His hands formed the sigils for conjuration, drawing unseen symbols through the air around him before uttering a single word which ignited the spell like a spark catching tinder. The wizard’s palms glowed with the heat and radiance of the sun. Blinding light reflected off the snow and waned as the frost melted. Ravendark’s spell revealed the area down to the very stones of the mountain.
Water rushed around his boots as he waved away the spell and the weariness of its effort sank in. Much of the pavilion was marred and the corpse at its center, which was chained to the floor, had been burned alive. It was evident that the damage was not caused by dragon’s breath, for if it was, there would be no corpse left behind. The hellish flames that dragons spat turned bodies to ash and stone to molten glass.
Open the book. The command was sharp and threatening. Lord Ravendark was in no state to resist the compulsion as his mind was already enthralled by the power of the ancient grimoire. He lifted the book from his hip and pulled open its thick pages carved with symbols older than the mountains he stood upon. The crazed wizard held the book over the corpse, whose mouth hung open in a defiant final scream that could no longer be heard.
Dilandau did not know which spell to search for, but the pages of the book turned on their own until they rested upon a complicated ritual. He could not understand the arcanum within, nor comprehend the unfathomable dark magic on his own, so the insidious presence within the book steered him through it.

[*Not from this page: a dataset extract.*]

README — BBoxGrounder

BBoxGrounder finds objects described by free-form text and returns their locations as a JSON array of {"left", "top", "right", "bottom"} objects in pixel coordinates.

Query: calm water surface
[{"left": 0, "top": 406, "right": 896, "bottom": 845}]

Dark magic, such as he was using, had always been forbidden. Its secrets were sought out and destroyed in order to prevent them from falling into the wrong hands. But even a dark artifact hunter trained to deal with curses and other malicious spellwork - such as Dilandau was - could not handle the power contained within the pages of this baleful tome. While under the instruction of the evil emanating from the book, Dilandau dug arcane sigils into the ground in a large circle around the remains of one of the world’s most feared sorcerers.
His mind fought against its demands to no avail. The mage struggled in vain to regain control of his limbs but he could not stop them from finishing the terrible acts that they were perpetrating. Black clouds formed overhead as the mad wizard uttered the blasphemous words of a spell that would bring Ir’zane, the Paragon of Duscar, back to life after a hundred years of slumbering death.